Human adenoviruses (HAdVs) are important not only as human pathogens but also as scientific models for seminal studies and discoveries in molecular and cell biology. RNA splicing is one notable process first discovered with HAdV. Recently, the application of genomics and bioinformatics to viral genomes, in particular HAdVs, has revealed insights into DNA virus evolution and the genesis of adenoviral pathogens.

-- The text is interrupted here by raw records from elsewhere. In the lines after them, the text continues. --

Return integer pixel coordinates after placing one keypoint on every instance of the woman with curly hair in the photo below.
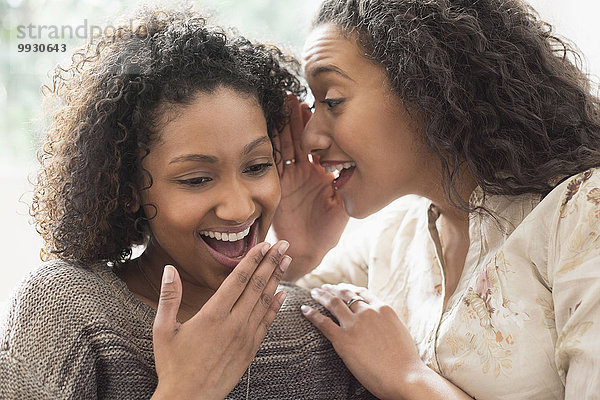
(162, 138)
(483, 277)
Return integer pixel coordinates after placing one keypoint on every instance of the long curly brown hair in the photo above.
(498, 92)
(111, 100)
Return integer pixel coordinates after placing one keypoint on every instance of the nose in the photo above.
(315, 137)
(236, 202)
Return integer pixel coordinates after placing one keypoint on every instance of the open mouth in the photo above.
(342, 173)
(229, 247)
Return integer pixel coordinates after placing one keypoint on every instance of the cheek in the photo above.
(178, 214)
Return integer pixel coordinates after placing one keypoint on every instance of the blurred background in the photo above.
(22, 74)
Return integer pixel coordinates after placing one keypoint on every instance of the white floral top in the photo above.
(524, 322)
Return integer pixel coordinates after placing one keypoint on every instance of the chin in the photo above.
(363, 208)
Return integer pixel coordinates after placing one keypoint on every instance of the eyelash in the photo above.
(261, 168)
(201, 181)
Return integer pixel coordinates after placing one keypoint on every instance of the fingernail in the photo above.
(168, 274)
(284, 263)
(265, 248)
(283, 247)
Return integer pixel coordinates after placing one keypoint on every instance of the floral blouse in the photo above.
(524, 321)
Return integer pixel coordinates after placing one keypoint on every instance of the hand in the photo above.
(370, 339)
(207, 355)
(311, 214)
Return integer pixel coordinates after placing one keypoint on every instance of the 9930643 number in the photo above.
(41, 48)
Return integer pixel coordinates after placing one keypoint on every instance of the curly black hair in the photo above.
(498, 92)
(111, 101)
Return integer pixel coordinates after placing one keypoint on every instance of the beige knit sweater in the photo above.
(79, 333)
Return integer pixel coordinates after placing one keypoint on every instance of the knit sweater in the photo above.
(79, 333)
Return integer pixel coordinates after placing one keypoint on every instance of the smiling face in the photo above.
(361, 127)
(214, 185)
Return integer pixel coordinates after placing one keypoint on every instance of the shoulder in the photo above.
(580, 191)
(404, 214)
(58, 281)
(290, 327)
(56, 297)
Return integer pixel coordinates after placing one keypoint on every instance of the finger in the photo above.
(285, 138)
(269, 317)
(265, 301)
(298, 121)
(277, 151)
(362, 291)
(257, 286)
(165, 322)
(321, 322)
(334, 304)
(234, 285)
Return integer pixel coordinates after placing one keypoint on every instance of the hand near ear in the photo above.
(311, 215)
(207, 355)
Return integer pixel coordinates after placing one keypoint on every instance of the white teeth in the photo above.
(338, 167)
(227, 236)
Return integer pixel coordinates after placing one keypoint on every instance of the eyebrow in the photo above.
(329, 68)
(254, 144)
(212, 159)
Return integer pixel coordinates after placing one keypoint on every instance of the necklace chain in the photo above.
(157, 292)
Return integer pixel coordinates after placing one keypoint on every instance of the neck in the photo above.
(152, 263)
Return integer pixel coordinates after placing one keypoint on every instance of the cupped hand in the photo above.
(206, 356)
(370, 338)
(311, 215)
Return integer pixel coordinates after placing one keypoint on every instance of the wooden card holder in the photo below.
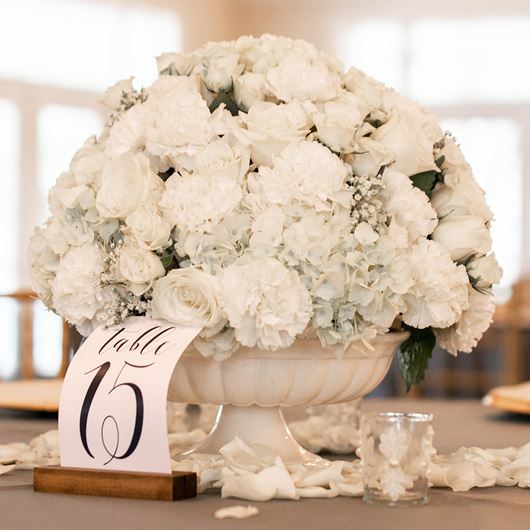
(134, 485)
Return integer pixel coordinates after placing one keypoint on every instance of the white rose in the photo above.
(188, 297)
(485, 271)
(113, 95)
(338, 123)
(147, 225)
(127, 182)
(178, 118)
(272, 127)
(266, 303)
(463, 236)
(128, 132)
(220, 66)
(369, 158)
(365, 87)
(139, 267)
(406, 140)
(249, 88)
(465, 197)
(465, 334)
(213, 198)
(88, 163)
(296, 78)
(220, 159)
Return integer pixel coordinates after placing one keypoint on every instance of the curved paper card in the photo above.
(112, 413)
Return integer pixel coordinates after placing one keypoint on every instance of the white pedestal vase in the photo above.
(252, 385)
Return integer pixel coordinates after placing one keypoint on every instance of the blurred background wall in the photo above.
(468, 60)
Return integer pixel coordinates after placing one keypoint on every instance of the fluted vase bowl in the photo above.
(252, 386)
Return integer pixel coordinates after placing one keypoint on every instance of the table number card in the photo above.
(112, 413)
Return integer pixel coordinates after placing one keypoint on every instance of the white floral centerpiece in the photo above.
(257, 190)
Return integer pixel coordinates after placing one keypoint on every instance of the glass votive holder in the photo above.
(396, 450)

HAdVs are currently important as models for the applications of genomics, especially in the understanding of virus and pathogen evolution and the development of rapid, asymptomatic pathogen surveillance and detection and diagnostic methodologies; all of these require unambiguous primary sequence data. The original HAdV-D17 sequence and annotation are reflective of the state of the technology at the time—both are lacking in accuracy and completeness. This hinders the use of this important pathogen genome as a reference. In order to aid researchers studying adenovirus biology, a corrected DNA sequence is provided, along with a more complete annotation.
HAdV-D17 was obtained from the American Type Culture Collection (ATCC; Manassas, VA) as VR-1094. It was isolated from conjunctival scrapings in 1955 and designated Ch. 22 (1
). This adenovirus was grouped into species HAdV-D and confirmed by Hierholzer et al. (2
). Growth in A549 cells and DNA production were outsourced to Virapur, LLC (San Diego, CA), as described earlier (3
). The genome was sequenced using the Sanger method with the sequencing ladders resolved with an ABI 3130x genetic analyzer. This provided data at an average of 8-fold redundancy with both strands sequenced. Unreliable data were resequenced, using PCR amplification. Annotation of the genome and a comparative analysis with other HAdVs provided additional quality control.
The genome is a linear double-stranded DNA molecule comprising 35,139 bp, with a GC content of 56.7%; this is consistent with the species discriminatory content of 57% for species HAdV-D (5
). Thirty-nine genes are annotated, including the original eight. Sequencing errors are typical of the Sanger sequencing method, particularly if the protocol was manual and radioisotope based. The prior GenBank entry for HAdV-D17 contains 39 fewer nucleotides than those in the data newly reported here. A sequence alignment analysis revealed 160 mismatches between the two sequences as well as 59 deletions and 20 insertions in the original HAdV-D17.
Given the corrected nucleotide sequence and expanded gene annotation data, researchers studying adenoviral evolution, particularly of ocular pathogens, may now use HAdV-D17 as a reference genome. Current bioinformatics tools include recombination analysis and phylogenomics, which call for both genome nucleotide sequences and gene coding sequences. Species HAdV-D adenoviruses are implicated in current disease outbreaks and serve as progenitors to new types, particularly through genome recombination (4
). Thus, the correct genome data for HAdV-D17 are important as a reference tool. Understanding species HAdV-D prototypes is critical, as newly identified isolates appear to be predominantly species HAdV-D and are important as respiratory pathogens (unpublished data) (4
), as reported recently, as well as ocular (6
) and gastrointestinal (2a
) pathogens, as noted in the past.
Nucleotide sequence accession number.
Reference HAdV-D17 genome data are accessible in GenBank under accession number HQ910407.